Mais, malgré les drames, le déni persiste. L’« inaction fautive » a pourtant été reconnue à plusieurs reprises par les juridictions publiques. « L’absence de prise de mesures pour lutter efficacement contre la prolifération des algues vertes dans cette zone a été confirmée par la cour administrative d’appel de Nantes à cinq reprises et par le tribunal de Rennes en 2018 », rappelle ainsi Me Lafforgue. « On remet systématiquement en cause le moindre accident. On est toujours en train de cultiver le doute sur le lien entre les algues, l’hydrogène sulfuré et les accidents, regrette Annie Le Guilloux. Le 14 octobre, au conseil régional, on a encore entendu la droite dire qu’il fallait s’occuper des stations d’épuration pour diminuer le problème des algues vertes, mais toutes seraient aux normes que ça ne changerait rien au phénomène ! »

Un protocole d’intervention médicale finalement mis en place en 2022

La militante rappelle qu’il a fallu attendre 2021 pour que soient installés en Bretagne 12 capteurs mesurant les taux d’hydrogène sulfuré. Et septembre 2022 pour la mise en place d’un protocole spécifique d’intervention en cas de suspicion d’intoxication, afin d’identifier les causes d’une mort suspecte ou d’un malaise (prélèvements à faire, quand et où les envoyer).

« Mais cela ne signifie pas que la situation est sous contrôle. Ce n’est pas parce qu’il y a une surveillance qu’il faut se résigner à vivre avec les algues vertes. Il faut se donner les moyens de les combattre à la racine », insiste la coprésidente de l’association, qui ne manque pas de rappeler que « toutes les avancées obtenues dans ce dossier l’ont été grâce au combat militant ».

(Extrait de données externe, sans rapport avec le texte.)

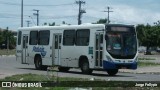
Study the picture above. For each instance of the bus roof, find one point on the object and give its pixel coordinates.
(83, 26)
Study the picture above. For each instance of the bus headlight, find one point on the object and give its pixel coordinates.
(108, 58)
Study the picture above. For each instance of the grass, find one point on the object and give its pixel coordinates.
(35, 77)
(7, 52)
(146, 59)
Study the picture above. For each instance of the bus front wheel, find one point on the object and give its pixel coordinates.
(63, 69)
(85, 68)
(112, 72)
(38, 62)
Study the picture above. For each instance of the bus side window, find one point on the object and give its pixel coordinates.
(69, 37)
(44, 37)
(82, 37)
(33, 38)
(19, 37)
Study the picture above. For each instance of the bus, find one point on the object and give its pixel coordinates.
(88, 46)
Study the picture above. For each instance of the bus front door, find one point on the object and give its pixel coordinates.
(24, 49)
(98, 49)
(56, 55)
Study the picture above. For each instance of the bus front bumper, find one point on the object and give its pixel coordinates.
(113, 65)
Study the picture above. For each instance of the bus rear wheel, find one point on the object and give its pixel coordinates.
(63, 69)
(38, 63)
(85, 68)
(112, 72)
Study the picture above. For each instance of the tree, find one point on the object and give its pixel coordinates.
(148, 36)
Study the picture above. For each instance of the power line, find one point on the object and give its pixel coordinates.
(36, 14)
(108, 11)
(18, 4)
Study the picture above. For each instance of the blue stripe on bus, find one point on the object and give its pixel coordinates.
(112, 65)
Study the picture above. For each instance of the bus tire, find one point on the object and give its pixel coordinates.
(63, 69)
(112, 72)
(38, 63)
(85, 67)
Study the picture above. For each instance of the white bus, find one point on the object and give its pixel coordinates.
(88, 47)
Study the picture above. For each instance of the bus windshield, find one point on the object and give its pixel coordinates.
(121, 45)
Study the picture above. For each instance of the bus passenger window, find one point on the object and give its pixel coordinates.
(82, 37)
(44, 37)
(33, 38)
(69, 37)
(19, 37)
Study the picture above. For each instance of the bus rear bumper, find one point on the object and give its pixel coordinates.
(112, 65)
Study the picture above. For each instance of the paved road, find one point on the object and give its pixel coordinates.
(9, 66)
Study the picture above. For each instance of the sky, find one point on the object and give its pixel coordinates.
(124, 12)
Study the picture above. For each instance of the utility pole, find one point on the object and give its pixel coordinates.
(108, 11)
(7, 38)
(28, 22)
(81, 11)
(37, 14)
(22, 13)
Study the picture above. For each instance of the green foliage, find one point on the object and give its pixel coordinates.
(7, 35)
(148, 35)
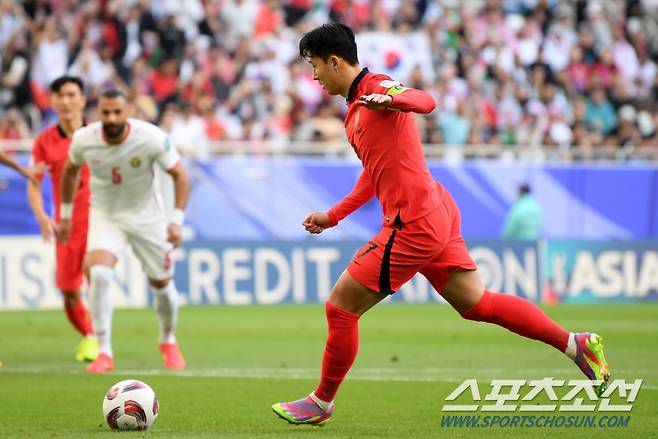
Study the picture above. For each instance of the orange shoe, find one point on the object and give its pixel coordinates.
(172, 357)
(102, 364)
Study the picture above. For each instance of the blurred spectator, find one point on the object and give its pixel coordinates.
(600, 114)
(512, 72)
(13, 126)
(523, 220)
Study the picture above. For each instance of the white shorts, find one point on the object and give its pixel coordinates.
(146, 235)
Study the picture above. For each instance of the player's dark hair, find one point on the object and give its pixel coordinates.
(330, 39)
(58, 83)
(112, 93)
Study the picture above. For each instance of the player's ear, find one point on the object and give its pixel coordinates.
(334, 61)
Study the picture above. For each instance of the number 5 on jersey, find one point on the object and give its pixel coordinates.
(116, 175)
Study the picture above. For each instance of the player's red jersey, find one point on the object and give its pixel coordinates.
(388, 144)
(52, 148)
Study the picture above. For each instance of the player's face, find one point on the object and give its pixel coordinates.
(324, 74)
(68, 102)
(113, 113)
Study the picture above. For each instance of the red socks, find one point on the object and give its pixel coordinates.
(339, 352)
(79, 317)
(520, 316)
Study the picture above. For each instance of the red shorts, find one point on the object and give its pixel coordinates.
(70, 256)
(432, 246)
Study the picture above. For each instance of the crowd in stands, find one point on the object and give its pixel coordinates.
(505, 72)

« Nous voulons agir et non pas réagir », confie Yann Auffray, pour qui cette procédure s’apparente à une « démarche citoyenne ». « La procédure ne fera pas revenir mon père. Mais des algues vertes, il y en aura toujours, même si on les ramasse. Nous voulons que l’État soit confronté à ses responsabilités et qu’il agisse, qu’il s’attaque aux sources du problème afin de protéger les citoyens. »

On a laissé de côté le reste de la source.